Hurricane (Insert your name here)
By Mitch Todd
"Now there was a great wind, so strong that it was splitting mountains and breaking rocks in pieces before the LORD . . . and after the earthquake a fire . . .and after the fire a sound of sheer silence." (1 Kings 19:11-12, NRSV)
This is not a devotion about Hurricane Katrina or Gustav or Ike. It's about Hurricane Yours Truly. Hurricane Mitch.
In 1998, Hurricane Mitch swept across the Atlantic and killed more than 11,000 people. It was the most destructive hurricane in the Western Hemisphere in more than 200 years. And I shared the same name with that beast! That was a long summer for me — lots of folks making little "Hurricane Mitch" jokes and asking me why I was so destructive. I'll bet there are others reading this who have shared their name with a devastating storm like this. It's no fun!
Having the same name as a hurricane makes you think, though. It makes you ask questions, such as, "Are there other things I share in common with a hurricane? Are there ways in which I'm destructive?" I think back through my life; and yes, I've left some damage in my path. I have regrets about the ways I've mistreated people, walked over people, hurt people. Hurt myself.
What about you? Do you have any hurricane traits in you? When you lose your temper do you tend to mess with anyone who gets in your way? Are there times your actions or words do unnecessary damage? Or you may have a hurricane raging inside yourself, doing damage to the rest of you. That can happen when feelings and fears get pushed down and not expressed . . . then we lose control.
Most of us can think back to some hurricane times when we've hurt ourselves or others and have literally spun out of control. Those times happen when we're stressed, afraid, or backed into a corner. Hurricanes form when pressure mounts!

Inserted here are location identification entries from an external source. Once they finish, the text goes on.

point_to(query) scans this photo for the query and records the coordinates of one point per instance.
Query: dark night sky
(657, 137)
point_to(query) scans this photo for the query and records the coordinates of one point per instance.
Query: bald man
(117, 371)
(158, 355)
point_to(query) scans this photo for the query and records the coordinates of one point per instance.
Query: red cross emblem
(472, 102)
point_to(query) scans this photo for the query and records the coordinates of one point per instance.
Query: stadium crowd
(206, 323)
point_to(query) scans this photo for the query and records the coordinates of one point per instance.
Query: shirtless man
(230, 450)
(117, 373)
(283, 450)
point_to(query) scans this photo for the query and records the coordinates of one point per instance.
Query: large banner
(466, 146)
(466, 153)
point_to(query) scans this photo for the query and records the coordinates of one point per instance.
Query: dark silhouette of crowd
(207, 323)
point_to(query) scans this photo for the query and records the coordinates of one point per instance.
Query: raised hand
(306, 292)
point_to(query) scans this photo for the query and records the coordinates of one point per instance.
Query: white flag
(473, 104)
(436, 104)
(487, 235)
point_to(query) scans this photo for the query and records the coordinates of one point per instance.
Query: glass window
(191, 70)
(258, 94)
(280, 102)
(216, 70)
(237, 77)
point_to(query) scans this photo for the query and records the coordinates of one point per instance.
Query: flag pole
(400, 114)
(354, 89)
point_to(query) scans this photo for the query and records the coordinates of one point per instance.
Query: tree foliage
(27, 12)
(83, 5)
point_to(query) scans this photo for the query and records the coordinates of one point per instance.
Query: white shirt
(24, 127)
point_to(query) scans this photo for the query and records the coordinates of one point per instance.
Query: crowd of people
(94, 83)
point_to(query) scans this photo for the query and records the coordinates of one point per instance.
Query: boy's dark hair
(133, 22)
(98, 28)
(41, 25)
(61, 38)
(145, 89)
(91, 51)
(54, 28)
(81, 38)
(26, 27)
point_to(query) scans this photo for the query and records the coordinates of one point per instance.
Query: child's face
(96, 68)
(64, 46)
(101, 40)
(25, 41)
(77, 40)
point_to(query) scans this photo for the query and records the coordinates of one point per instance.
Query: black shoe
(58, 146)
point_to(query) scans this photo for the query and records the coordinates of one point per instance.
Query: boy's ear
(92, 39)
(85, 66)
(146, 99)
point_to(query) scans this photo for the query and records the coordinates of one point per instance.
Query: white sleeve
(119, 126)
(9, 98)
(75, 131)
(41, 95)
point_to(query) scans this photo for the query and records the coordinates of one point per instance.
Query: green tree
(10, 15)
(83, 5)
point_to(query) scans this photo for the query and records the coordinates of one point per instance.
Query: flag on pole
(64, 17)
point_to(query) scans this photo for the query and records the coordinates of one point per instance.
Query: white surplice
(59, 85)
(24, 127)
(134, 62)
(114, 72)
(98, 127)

When you get to feeling that way, remember that God is with you. God is there, in that quiet place inside you, like the eye of a hurricane, urging you to be still. Hurricanes are forces of nature. Few become as destructive as Mitch or Katrina, but they are part of life on this planet. Humans have to stick together to overcome tragedies such as the one that has happened in New Orleans. We can't keep hurricanes from happening, but we can respond to them as children of God.
Human beings aren't just forces of nature, though. We are called to be forces of grace. We are tied in to God, connected to God's love. When human beings stick together and care for one another, we can greatly reduce the number of human hurricanes that get produced. We can find that inner peace that God grants us and learn to spin that out into the world instead of spinning out our fear and anger.
I hope that you will continue to pray for victims of Katrina this week and to fight the urge to become apathetic to such an overwhelming problem. UMCOR is collecting supplies for health kits if you would like to do something. But also this week, as life becomes stressful, as gas prices soar, and as people are a little bit more on edge, I invite you to provide some human hurricane relief as well: Find a kind word for your brothers and sisters. Take good care of yourself. Stay in touch with God through prayer and Christian community . . .
And if you know anyone named Katrina, give him or her a great big hug.